Note that calculating a balance based on a sum of transactions is technically correct, it does not scale well - for large systems a better solution (although it breaks the rules of normalization) is to maintain a unified table of transactions and a balance for for the account along with each transaction amount - alternatively use checkpointing.

Answer 2

You can just name the column in your union all query and sum on that:

SELECT SUM(col) as AccountBalance
FROM (SELECT SUM(`order_total` + `delivery_cost`) as col FROM `orders` as OrdersTotal 
      UNION ALL 
      SELECT SUM(`amount`) FROM `transactions` WHERE `transaction_status` = 'Paid' as    TransactionTotal
     ) t;

Answer 3

Try this query using a JOIN:

SELECT
    SUM(o.order_total + o.delivery_cost) - SUM(t.amount) AS AccountBalance
FROM orders o
INNER JOIN transactions t
ON o.customer_id = t.customer_id AND o.customer_id = '1' AND t.transaction_status = 'Paid';

Answer 4

This should give you the account balance for each customer?

SELECT 
    ISNULL(o.customer_id, t.customer_id) AS customer_id
    OrdersTotal - TransactionTotal AS AccountBalance
FROM (
    SELECT 
        customer_id, 
        SUM(order_total + delivery_cost) AS OrdersTotal 
    FROM 
        orders 
    GROUP BY 
        customer_id) o
FULL OUTER JOIN (
    SELECT 
        customer_id, 
        SUM(amount) AS TransactionTotal 
    FROM 
        transactions 
    WHERE 
        transaction_status = 'Paid' 
    GROUP BY 
        customer_id) t
ON t.customer_id = o.customer_id

Answer 5

You can join the results of your queries and perform your calculations ,note sum without group by will result as one row so the sum in outer query doesn't mean when you have only one row and according to your logic of calculation union has nothing to do with it

SELECT t1.OrdersTotal - t2 .TransactionTotal AS AccountBalance
FROM (
SELECT SUM(order_total + delivery_cost) OrdersTotal ,customer_id 
 FROM orders 
 WHERE customer_id = '1'
) t1
JOIN (
SELECT SUM(amount) TransactionTotal ,customer_id
FROM transactions 
WHERE customer_id = '1' AND transaction_status = 'Paid'
) t2 USING(customer_id)

Answer 6

Since you are only concerned about a single customer, just have them listed as two different queries as the source...

select
      charges.chg - paid.pay as Balance
   from
      ( SELECT SUM(order_total + delivery_cost) chg
           FROM orders 
           WHERE customer_id = '1' ) charges,
      ( SELECT SUM(amount)  pay
           FROM transactions 
           WHERE customer_id = '1' AND transaction_status = 'Paid' ) paid

Now, if you wanted for all customers to see who is outstanding, add the customer's ID to each query and apply a group by, but then change to a LEFT-JOIN so you get all orders with or

select
      charges.customer_id,
      charges.chg - coalesce( paid.pay, 0 ) as Balance
   from
      ( SELECT customer_id, SUM(order_total + delivery_cost) chg
           FROM orders 
           group by customer_id ) charges
         LEFT JOIN ( SELECT customer_id, SUM(amount)  pay
                        FROM transactions 
                        where transaction_status = 'Paid' 
                        group by customer_id ) paid
          on charges.customer_id = paid.customer_id

Answer 7

I think this works best if you try an inline view.
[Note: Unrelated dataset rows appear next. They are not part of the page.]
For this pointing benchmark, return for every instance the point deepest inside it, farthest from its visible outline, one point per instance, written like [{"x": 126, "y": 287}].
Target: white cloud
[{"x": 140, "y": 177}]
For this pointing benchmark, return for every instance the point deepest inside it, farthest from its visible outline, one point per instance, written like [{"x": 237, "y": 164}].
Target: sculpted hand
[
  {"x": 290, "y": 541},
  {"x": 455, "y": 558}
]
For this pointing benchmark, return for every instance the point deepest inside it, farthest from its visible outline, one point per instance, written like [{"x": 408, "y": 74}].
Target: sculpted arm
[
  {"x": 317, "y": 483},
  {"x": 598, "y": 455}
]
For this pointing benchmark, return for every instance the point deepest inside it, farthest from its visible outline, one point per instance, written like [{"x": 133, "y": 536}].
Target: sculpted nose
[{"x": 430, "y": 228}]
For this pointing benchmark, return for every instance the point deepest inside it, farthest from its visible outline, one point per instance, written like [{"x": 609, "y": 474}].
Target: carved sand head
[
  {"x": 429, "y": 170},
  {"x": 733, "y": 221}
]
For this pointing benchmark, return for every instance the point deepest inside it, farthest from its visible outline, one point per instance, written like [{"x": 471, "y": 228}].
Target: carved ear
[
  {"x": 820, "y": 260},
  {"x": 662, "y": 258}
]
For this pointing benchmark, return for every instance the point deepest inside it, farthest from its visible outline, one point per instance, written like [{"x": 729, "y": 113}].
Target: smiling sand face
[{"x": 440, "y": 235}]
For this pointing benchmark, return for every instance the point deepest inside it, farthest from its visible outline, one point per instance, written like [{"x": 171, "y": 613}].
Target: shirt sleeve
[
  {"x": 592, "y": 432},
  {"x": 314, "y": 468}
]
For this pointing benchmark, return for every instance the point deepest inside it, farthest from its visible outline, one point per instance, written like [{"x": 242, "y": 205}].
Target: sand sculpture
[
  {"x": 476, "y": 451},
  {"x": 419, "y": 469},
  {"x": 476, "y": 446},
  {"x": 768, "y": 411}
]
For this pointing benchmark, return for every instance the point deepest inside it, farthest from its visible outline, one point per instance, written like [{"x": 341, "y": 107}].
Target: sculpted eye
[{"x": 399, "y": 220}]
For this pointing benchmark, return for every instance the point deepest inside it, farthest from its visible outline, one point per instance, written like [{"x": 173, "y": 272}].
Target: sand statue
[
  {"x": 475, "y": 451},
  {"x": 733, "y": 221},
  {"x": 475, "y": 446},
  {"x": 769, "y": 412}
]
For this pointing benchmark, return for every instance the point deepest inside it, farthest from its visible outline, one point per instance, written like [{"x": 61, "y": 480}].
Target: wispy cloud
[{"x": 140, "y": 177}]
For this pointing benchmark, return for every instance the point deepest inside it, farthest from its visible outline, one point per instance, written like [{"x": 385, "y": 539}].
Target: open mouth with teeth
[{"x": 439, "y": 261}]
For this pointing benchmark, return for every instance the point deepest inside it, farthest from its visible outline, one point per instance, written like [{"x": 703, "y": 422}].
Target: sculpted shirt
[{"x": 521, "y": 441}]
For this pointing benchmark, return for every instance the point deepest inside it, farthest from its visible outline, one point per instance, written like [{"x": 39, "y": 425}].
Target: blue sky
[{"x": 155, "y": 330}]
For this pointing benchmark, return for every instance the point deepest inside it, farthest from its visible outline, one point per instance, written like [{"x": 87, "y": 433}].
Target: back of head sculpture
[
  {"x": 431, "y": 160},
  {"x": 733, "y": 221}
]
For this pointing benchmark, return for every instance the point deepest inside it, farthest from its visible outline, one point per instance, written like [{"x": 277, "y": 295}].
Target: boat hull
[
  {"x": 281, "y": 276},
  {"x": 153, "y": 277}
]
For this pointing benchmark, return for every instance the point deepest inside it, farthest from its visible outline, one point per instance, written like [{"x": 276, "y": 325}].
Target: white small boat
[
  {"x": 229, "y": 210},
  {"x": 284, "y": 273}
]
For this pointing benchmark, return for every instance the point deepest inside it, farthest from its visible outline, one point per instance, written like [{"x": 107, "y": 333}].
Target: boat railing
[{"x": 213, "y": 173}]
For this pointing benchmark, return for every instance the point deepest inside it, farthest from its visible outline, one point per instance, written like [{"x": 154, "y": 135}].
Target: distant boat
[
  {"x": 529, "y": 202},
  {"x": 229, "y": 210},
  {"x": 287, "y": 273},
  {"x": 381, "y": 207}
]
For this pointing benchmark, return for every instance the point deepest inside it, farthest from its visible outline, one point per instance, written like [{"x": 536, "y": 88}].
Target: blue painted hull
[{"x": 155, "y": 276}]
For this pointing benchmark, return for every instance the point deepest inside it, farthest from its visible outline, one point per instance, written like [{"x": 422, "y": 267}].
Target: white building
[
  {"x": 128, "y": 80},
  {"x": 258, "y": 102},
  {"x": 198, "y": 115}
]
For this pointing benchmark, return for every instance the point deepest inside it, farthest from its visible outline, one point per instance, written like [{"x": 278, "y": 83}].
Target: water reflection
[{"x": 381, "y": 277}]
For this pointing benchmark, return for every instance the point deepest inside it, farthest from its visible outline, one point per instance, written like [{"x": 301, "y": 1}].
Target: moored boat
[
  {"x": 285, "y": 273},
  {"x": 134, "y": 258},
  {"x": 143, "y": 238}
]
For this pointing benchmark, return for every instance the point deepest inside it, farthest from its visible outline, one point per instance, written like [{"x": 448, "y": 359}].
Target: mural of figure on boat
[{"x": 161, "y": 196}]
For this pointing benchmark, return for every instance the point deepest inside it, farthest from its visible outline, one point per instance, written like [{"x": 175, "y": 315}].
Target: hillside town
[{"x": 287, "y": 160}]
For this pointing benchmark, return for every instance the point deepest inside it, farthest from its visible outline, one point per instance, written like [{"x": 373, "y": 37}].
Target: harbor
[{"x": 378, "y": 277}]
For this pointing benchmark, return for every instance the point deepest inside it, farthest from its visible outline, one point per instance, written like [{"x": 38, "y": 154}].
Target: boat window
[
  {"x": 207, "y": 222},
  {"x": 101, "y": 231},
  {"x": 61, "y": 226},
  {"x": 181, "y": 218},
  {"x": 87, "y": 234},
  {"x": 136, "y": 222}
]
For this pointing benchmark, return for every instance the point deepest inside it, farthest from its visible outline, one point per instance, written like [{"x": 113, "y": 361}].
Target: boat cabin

In the code block below, check the Group By clause, you might need to add more fields in the Group By depending on what you're selecting in the Inner SELECT statements.Try the code below:

SELECT
  SUM(Totals.OrdersTotal-Totals.TransactionTotal)
  FROM 
      (SELECT
           SUM(ord.order_total + ord.delivery_cost) AS OrdersTotal
           , SUM(trans.amount) AS TransactionTotal
           FROM orders ord
                INNER JOIN transactions trans
                     ON ord.customer_id = trans.customer_id
           WHERE
                ord.customer_id =1
                AND trans.transaction_status = 'Paid'
           GROUP BY
                ord.customer_id
      ) Totals;